With more people developing high blood pressure and diabetes (key risks for kidney disease), the picture will only worsen.
There are 1.8 million new cases of the most serious form of kidney disease — renal failure — each year. Unless patients with renal failure receive a kidney transplant or undergo dialysis — an expensive life-long procedure that cleanses the blood of toxins — death is guaranteed within a few weeks.
Last year, an Australian nephrologist, Gavin Carney, held a press conference in Canberra to urge that people be allowed to sell their kidneys.
“The current system isn’t working,” the Sydney Morning Herald quoted him as saying. “We’ve tried everything to drum up support” for organ donation, but “people just don’t seem willing to give their organs away for free.”
Carney wants to keep patients from purchasing kidneys on the black market and in overseas organ bazaars.
As an American recipient of a kidney who was once desperate enough to consider doing that myself (fortunately, a friend ended up donating to me), I agree wholeheartedly that we should offer well-informed individuals a reward if they are willing to save a stranger’s life.

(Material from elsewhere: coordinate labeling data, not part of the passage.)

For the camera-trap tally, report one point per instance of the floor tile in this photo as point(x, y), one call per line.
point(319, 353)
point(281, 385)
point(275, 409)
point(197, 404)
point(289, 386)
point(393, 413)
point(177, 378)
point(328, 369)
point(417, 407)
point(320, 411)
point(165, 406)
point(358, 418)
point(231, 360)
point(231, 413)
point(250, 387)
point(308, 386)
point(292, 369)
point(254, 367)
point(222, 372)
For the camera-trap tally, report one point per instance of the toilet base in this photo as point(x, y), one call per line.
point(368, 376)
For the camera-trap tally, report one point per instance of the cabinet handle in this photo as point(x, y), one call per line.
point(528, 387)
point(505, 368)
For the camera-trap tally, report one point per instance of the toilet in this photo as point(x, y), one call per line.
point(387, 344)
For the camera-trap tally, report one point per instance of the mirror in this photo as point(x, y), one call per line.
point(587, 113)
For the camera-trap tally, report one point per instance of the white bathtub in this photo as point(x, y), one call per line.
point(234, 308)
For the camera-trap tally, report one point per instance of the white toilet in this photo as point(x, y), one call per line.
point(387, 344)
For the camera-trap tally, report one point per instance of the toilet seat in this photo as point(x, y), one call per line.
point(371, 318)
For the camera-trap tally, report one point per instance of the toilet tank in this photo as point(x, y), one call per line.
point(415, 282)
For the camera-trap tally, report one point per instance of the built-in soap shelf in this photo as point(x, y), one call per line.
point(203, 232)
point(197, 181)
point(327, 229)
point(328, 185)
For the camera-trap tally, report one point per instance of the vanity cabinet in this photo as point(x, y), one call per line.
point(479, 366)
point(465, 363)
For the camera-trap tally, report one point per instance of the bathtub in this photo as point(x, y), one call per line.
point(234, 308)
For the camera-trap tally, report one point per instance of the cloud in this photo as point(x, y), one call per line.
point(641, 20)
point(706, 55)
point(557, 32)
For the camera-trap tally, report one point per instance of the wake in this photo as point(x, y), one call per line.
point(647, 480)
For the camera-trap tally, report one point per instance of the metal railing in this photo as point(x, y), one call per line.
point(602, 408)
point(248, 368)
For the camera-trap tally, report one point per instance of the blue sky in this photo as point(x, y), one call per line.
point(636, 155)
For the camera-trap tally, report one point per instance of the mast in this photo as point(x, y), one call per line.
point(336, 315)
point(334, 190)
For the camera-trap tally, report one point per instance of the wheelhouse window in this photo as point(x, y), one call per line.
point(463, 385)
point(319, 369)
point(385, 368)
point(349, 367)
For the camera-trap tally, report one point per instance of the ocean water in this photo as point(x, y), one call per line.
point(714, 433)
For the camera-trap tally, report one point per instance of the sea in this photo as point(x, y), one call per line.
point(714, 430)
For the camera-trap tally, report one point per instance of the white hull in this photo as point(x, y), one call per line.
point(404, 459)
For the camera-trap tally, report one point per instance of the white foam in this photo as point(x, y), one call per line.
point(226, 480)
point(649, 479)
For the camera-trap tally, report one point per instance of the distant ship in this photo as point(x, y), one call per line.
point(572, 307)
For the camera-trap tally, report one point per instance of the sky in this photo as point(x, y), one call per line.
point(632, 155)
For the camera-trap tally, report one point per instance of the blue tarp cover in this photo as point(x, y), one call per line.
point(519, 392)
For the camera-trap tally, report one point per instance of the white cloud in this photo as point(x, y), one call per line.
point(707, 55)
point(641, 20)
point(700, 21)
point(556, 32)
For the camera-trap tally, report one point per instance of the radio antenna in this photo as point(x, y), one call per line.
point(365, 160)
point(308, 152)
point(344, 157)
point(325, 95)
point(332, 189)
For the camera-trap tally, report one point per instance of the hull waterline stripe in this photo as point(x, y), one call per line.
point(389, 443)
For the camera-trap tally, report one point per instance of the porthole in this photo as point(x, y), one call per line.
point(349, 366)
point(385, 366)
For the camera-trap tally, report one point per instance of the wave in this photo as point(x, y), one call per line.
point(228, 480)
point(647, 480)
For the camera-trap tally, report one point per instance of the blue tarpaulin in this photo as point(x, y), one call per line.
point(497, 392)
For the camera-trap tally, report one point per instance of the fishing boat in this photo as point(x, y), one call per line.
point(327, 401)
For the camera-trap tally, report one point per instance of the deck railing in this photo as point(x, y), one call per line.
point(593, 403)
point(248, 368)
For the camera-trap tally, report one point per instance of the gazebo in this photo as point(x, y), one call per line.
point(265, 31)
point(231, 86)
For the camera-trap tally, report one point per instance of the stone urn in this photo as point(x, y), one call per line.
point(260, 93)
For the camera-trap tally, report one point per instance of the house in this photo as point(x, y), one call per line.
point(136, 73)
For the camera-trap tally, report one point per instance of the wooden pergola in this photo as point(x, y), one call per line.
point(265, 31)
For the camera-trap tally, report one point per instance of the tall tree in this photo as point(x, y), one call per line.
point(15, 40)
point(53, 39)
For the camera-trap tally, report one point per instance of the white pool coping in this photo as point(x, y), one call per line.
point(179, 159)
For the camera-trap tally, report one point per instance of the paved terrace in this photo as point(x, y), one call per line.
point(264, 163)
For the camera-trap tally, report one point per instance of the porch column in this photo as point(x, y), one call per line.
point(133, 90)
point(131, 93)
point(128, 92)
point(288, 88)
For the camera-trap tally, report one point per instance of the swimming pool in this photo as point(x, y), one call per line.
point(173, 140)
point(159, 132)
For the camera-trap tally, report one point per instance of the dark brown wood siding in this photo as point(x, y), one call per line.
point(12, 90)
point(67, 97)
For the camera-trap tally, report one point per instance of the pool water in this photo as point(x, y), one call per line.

If not, we will continue to face a dual tragedy: on one side, the thousands of patients who die each year for want of a kidney; on the other side, a human-rights disaster in which corrupt brokers deceive indigent donors about the nature of surgery, cheat them out of payment, and ignore their post-surgical needs.
The World Health Organization estimates that 5 per cent to 10 per cent of all transplants performed annually —perhaps 63,000 in all — take place in the clinical netherworlds of China, Pakistan, Egypt, Colombia, and Eastern Europe.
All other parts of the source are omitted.